GUEST: My mother and her two sisters were each given one of three paintings back in the mid-'60s, I believe. I think the two sisters sold theirs quite quickly after they received them, and my mother was offered $500 for the third one of the three, and she turned it down. She gave it to me about 20 years ago. I've kind of had it in different storage areas, never put it up for display, never had it in a frame or anything.
APPRAISER: William Robinson Leigh was born in 1866 in West Virginia, lived on the family farm. He showed some talent as far as being an artist, so he went away to study art in Baltimore, and then from there, he went to Europe to study from 1883 to 1895. In 1896, he went to New York and he established a studio there, and he did magazine illustration for magazines like Scribner's. And he was also at that time painting landscapes and portraits, but he was not successful, and he wasn't particularly happy, I think. So in 1906, he made his first trip to the Southwest, and he really fell in love with it. And a year later, he was able to negotiate a deal that, in exchange for painting a painting of the Grand Canyon, he would get free transportation. This was for the Santa Fe Railroad. And they loved the painting so much that they bought five more. Between 1912 and 1926, he spent every summer in the Southwest, mainly in New Mexico and Arizona, and he focused on painting Indians, particularly Navajo and Hopi.

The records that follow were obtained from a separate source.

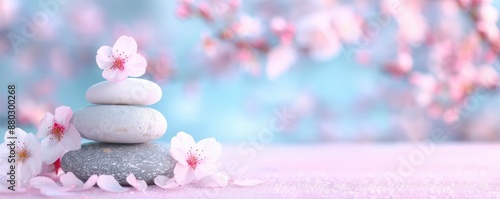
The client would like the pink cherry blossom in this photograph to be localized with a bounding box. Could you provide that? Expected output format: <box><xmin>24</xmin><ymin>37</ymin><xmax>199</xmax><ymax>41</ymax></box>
<box><xmin>154</xmin><ymin>175</ymin><xmax>180</xmax><ymax>189</ymax></box>
<box><xmin>60</xmin><ymin>172</ymin><xmax>98</xmax><ymax>191</ymax></box>
<box><xmin>36</xmin><ymin>106</ymin><xmax>82</xmax><ymax>164</ymax></box>
<box><xmin>170</xmin><ymin>132</ymin><xmax>222</xmax><ymax>185</ymax></box>
<box><xmin>29</xmin><ymin>176</ymin><xmax>76</xmax><ymax>197</ymax></box>
<box><xmin>0</xmin><ymin>128</ymin><xmax>42</xmax><ymax>185</ymax></box>
<box><xmin>95</xmin><ymin>35</ymin><xmax>147</xmax><ymax>82</ymax></box>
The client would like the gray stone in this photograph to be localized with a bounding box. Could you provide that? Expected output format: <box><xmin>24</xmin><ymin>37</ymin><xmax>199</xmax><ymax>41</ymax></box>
<box><xmin>61</xmin><ymin>142</ymin><xmax>177</xmax><ymax>185</ymax></box>
<box><xmin>72</xmin><ymin>105</ymin><xmax>167</xmax><ymax>143</ymax></box>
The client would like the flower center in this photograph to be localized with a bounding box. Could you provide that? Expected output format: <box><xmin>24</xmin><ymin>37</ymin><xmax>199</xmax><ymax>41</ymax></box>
<box><xmin>111</xmin><ymin>57</ymin><xmax>125</xmax><ymax>71</ymax></box>
<box><xmin>52</xmin><ymin>122</ymin><xmax>66</xmax><ymax>141</ymax></box>
<box><xmin>17</xmin><ymin>149</ymin><xmax>30</xmax><ymax>163</ymax></box>
<box><xmin>186</xmin><ymin>155</ymin><xmax>198</xmax><ymax>169</ymax></box>
<box><xmin>186</xmin><ymin>147</ymin><xmax>206</xmax><ymax>169</ymax></box>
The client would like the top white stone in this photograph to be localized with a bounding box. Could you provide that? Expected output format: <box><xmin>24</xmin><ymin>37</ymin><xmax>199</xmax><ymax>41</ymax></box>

And this picture is of a Hopi maiden. You can tell that she's unmarried by the way she's dressed and also by the style of her hair.
GUEST: Wow.
APPRAISER: It dates from 1917. It's signed "W.R. Leigh" and it's also inscribed "N.Y." for New York because his studio was in New York, and he would travel to the Southwest generally in the summers.
GUEST: Okay, I see.
APPRAISER: This is probably in northern Arizona at the pueblo. This is in oil, and it's painted on something called artists' board, which is almost like a kind of cardboard. It's really a lovely work. What's also nice is that on the reverse of the painting, it's inscribed with the title "Drying Corn." Leigh was particularly known for his brilliant use of color and the effects of sun and light, and I think this would clean up beautifully. Do you have any sense at all as to what the value might be? Not really, other than seeing one of his works on the ROADSHOW, a previous episode, but it was one of his landscape paintings, I think, that was appraised. It was quite larger, and it appraised quite well, so really no idea what this work might be worth here.
APPRAISER: If this were in a retail gallery, I think the asking price could be as much as $75,000. This is really a little gem.
GUEST: Whoa, wow... wow.
APPRAISER: So I would say to you it's time to put it in a frame.
GUEST: Okay, I think so. Wow, that's a lot more than we thought for. That's absolutely amazing.